Zuma's political gamble is understandable. Not only is corruption in the bureaucracy less sensitive politically, but corruption by civil servants is the sort most visible to the electorate -- they encounter it when they interact with all three layers of government. Their only exposure to political corruption occurs when it bubbles to the surface through exposure in the media.

Though a good example of the art of the possible which characterises politics, it's a risky strategy. It will most likely backfire in that the country's political leadership, tainted as it is by the whiff of corruption, will lack the moral authority it so desperately needs to clean the bureaucratic stables.

By leaving political corruption untouched, Zuma will make it difficult for his executive to root out bureaucratic corruption because the very same politicians will, in the eyes of civil servants, lack the moral authority to drive an anticorruption crusade. Civil servants know which ministers are involved in corrupt practices because these same ministers ask, if not bully, civil servants to sign contracts that favour their business associates. Those who refuse are suspended pending investigations of some trumped-up charges.

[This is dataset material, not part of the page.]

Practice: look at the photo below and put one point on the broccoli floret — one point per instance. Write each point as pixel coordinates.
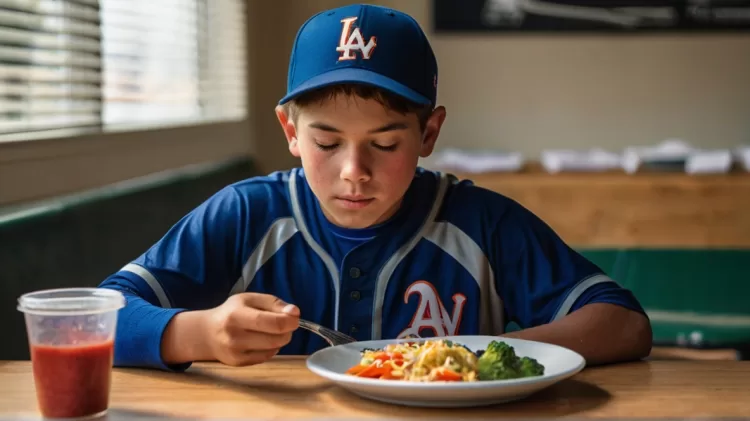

This lack of moral authority makes it difficult for the politicians and the executive to lead the fight against corruption because civil servants take their cue from the politicians. It's the political assembly and the political executive that conditions the administrative ethics.

"There are limits to what can be expected of public administrators on the ethics front: our idealistic desire for reform of public sector ethics has to accept the realistic limits of what is politically feasible," said John Uhr, a professor at the Crawford School of Economics and Government at the Australian National University. "At some point, it is important to inquire into the sources of ethical conduct of ministers who direct the administrative system and of other elected politicians who call to public account officials as well as ministers."

Few studies of administrative ethics, Uhr told an Organisation for Economic Co- operation and Development symposium in November 2007, explored the relationship between the ethics of the bureaucrats and those of ministers and elected politicians.

He added that administrative and political ethics were conditioned by the underlying national political culture and concluded that it was misleading to focus solely on the conduct of public servants or that of the increasingly prominent delegated service contractors. This was because the ethical responsibilities of public servants must be seen as one of a number of political components which are closely interrelated in their practical operations.

What we're seeing is the interest of maintaining unity within the ANC being given precedence over the interests of the country. This simply cannot be an acceptable state of affairs.

Sikhakhane is editor-in-chief of Destiny Man and a freelance writer.